L’organisation de la musique commencée par David fut menée à bien au temple de Salomon. On peut se faire une idée de la splendeur et de l’éclat de la musique jouée lors de l’inauguration de cet édifice quand on sait que les trompettistes étaient à eux seuls au nombre de 120 (2Ch 5:12, 13). Mais, comme la nation sombra dans l’infidélité envers Jéhovah, tous les aspects du vrai culte en souffrirent, y compris la musique. Cependant, quand les rois Hizqiya et Yoshiya instituèrent des réformes et lorsque les Juifs revinrent de l’exil à Babylone, des efforts furent faits afin de rétablir les dispositions voulues par Jéhovah dans le domaine de la musique (2Ch 29:25-28 ; 35:15 ; Ezr 3:10). Plus tard, quand Nehémia inaugura la muraille de Jérusalem, les chanteurs lévites, accompagnés de tous les instruments, contribuèrent beaucoup à la joie de l’événement (Ne 12:27-42). Après l’époque de Nehémia, les Écritures ne disent plus rien de la musique jouée au temple dans le cadre du culte ; d’autres documents toutefois, le Talmud par exemple, rapportent que l’on continua à en jouer au temple jusqu’à la destruction de Jérusalem en 70 de n. è.
Quelle était l’importance du groupe des musiciens au temple de Jérusalem ?
Parallèlement aux préparatifs pour le temple de Jéhovah, David mit 4 000 Lévites à part pour le service musical (1Ch 23:4, 5). Parmi eux, 288 étaient “ exercés au chant pour Jéhovah, tous gens experts ”. (1Ch 25:7.) L’ensemble de l’organisation fut dirigé par trois musiciens accomplis, Asaph, Hémân et Yedouthoun (apparemment aussi appelé Éthân). Comme chacun de ces trois hommes descendait d’un des trois fils de Lévi, respectivement de Guershom, de Qehath et de Merari, les trois grandes familles lévites étaient représentées dans l’organisation de la musique au temple (1Ch 6:16, 31-33, 39-44 ; 25:1-6). Le total des fils de ces trois hommes était de 24 ; tous faisaient partie des 288 musiciens capables déjà mentionnés. Chaque fils fut établi, par le sort, chef d’une division de musiciens. Chacun avait sous sa direction 11 autres “ experts ” choisis parmi ses fils et les autres Lévites. Ainsi, les 288 ([1 + 11] × 24 = 288) musiciens lévites experts étaient, comme les prêtres, répartis en 24 classes. Si les 3 712 autres, les ‘ élèves ’, étaient divisés de la même façon, chacune des 24 divisions comptait en moyenne 155 hommes supplémentaires ; dans ce cas, chaque expert avait avec lui environ 13 Lévites arrivés à différents stades de leur formation musicale (1Ch 25:1-31). Puisque les trompettistes étaient des prêtres, ils s’ajoutaient aux musiciens lévites. — 2Ch 5:12 ; voir aussi Nb 10:8.
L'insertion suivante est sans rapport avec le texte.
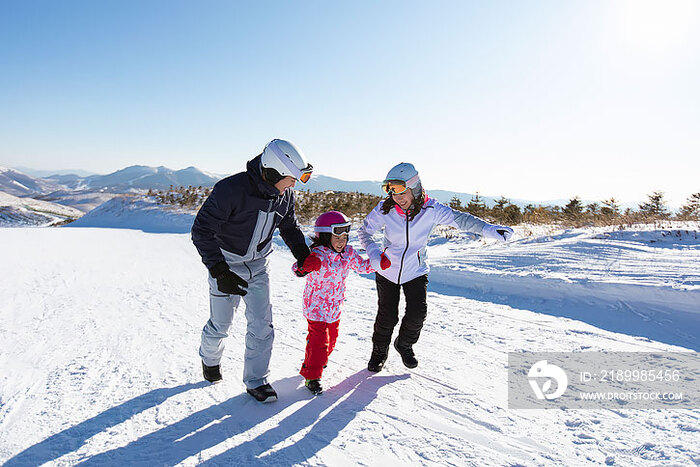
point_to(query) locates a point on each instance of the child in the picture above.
(326, 270)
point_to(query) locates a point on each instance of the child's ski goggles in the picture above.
(335, 229)
(398, 187)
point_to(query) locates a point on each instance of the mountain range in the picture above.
(87, 192)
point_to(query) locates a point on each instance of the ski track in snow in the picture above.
(99, 355)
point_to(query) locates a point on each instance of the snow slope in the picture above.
(98, 350)
(137, 212)
(643, 281)
(15, 212)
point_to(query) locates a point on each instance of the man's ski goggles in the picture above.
(306, 174)
(303, 175)
(335, 229)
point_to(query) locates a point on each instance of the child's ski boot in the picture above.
(314, 386)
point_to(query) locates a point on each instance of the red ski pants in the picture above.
(319, 345)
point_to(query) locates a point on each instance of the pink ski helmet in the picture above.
(334, 222)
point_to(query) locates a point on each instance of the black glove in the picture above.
(228, 281)
(300, 252)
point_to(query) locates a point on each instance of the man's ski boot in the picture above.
(263, 393)
(376, 361)
(212, 373)
(314, 386)
(407, 355)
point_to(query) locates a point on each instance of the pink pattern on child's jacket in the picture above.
(325, 289)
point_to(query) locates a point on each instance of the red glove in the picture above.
(311, 263)
(385, 262)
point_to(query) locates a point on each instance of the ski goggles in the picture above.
(398, 187)
(303, 175)
(335, 229)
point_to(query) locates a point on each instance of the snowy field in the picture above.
(100, 330)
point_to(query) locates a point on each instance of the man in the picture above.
(233, 235)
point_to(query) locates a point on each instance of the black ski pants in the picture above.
(388, 311)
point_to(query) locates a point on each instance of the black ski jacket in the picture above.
(240, 216)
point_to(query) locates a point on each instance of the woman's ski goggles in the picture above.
(335, 229)
(394, 187)
(398, 187)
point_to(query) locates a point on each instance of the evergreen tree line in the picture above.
(187, 198)
(575, 213)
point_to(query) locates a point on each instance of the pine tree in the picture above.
(655, 208)
(610, 209)
(573, 211)
(476, 206)
(691, 209)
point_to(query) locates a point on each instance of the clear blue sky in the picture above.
(529, 99)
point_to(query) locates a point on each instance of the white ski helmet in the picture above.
(287, 160)
(407, 173)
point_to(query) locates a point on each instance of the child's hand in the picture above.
(385, 262)
(311, 263)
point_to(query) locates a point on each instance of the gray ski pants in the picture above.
(258, 313)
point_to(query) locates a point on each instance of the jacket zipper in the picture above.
(404, 251)
(269, 209)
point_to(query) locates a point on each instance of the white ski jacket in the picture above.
(405, 242)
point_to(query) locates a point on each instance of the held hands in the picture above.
(310, 264)
(228, 281)
(385, 262)
(497, 232)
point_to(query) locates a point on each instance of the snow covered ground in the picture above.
(100, 330)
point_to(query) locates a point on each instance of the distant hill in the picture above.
(73, 189)
(21, 212)
(144, 177)
(17, 183)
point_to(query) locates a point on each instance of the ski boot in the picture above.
(263, 393)
(314, 385)
(212, 373)
(407, 355)
(376, 361)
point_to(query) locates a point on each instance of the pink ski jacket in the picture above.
(325, 289)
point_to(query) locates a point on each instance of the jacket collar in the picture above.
(254, 171)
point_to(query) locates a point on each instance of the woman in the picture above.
(407, 217)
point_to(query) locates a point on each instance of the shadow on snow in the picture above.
(207, 428)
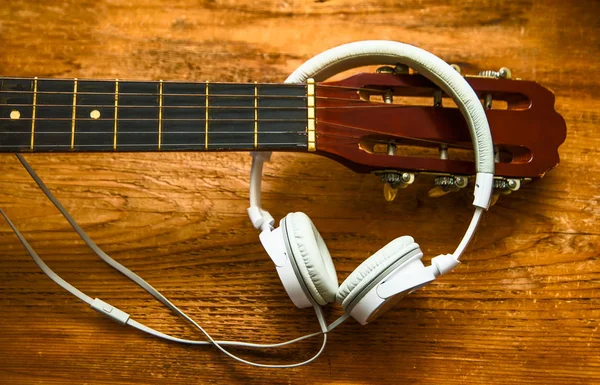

La musique instrumentale. La Bible donne très peu de renseignements sur la forme ou la fabrication de la douzaine d’instruments différents qu’elle mentionne. Par conséquent, la plupart des spécialistes se réfèrent beaucoup à ce que les archéologues ont découvert sur les instruments utilisés par les nations contemporaines des environs. Mais ce n’est peut-être pas toujours fiable, car il semble que, par rapport à leurs voisins, les Israélites étaient d’excellents musiciens. De plus, certains ont fait le rapprochement entre différents instruments de l’Écriture et des instruments utilisés aujourd’hui au Proche-Orient et qui sont supposés avoir une origine ancienne. Ce n’est également qu’une conjecture.
Les instruments de musique de la Bible peuvent être classés comme suit :
À cordes : harpe, luth, cithare.
À vent : cornemuse, flûte, cor, chalumeau, trompette, (peut-être) nehiloth.
À percussion : cymbales, sistre, tambourin.
Pour plus de renseignements, voir les articles consacrés à ces instruments.
Il n’y a aucune raison de croire que les instruments de musique des Israélites étaient de conception, de fabrication ou de sonorité rudimentaires. La Bible montre que les harpes et les instruments à cordes dont on se servait au temple étaient faits de bois d’algoummim importé, de la meilleure qualité ; les trompettes étaient en argent (1R 10:11, 12 ; Nb 10:2). Il est certain qu’on employait les artisans les plus habiles à la fabrication des instruments réservés au temple.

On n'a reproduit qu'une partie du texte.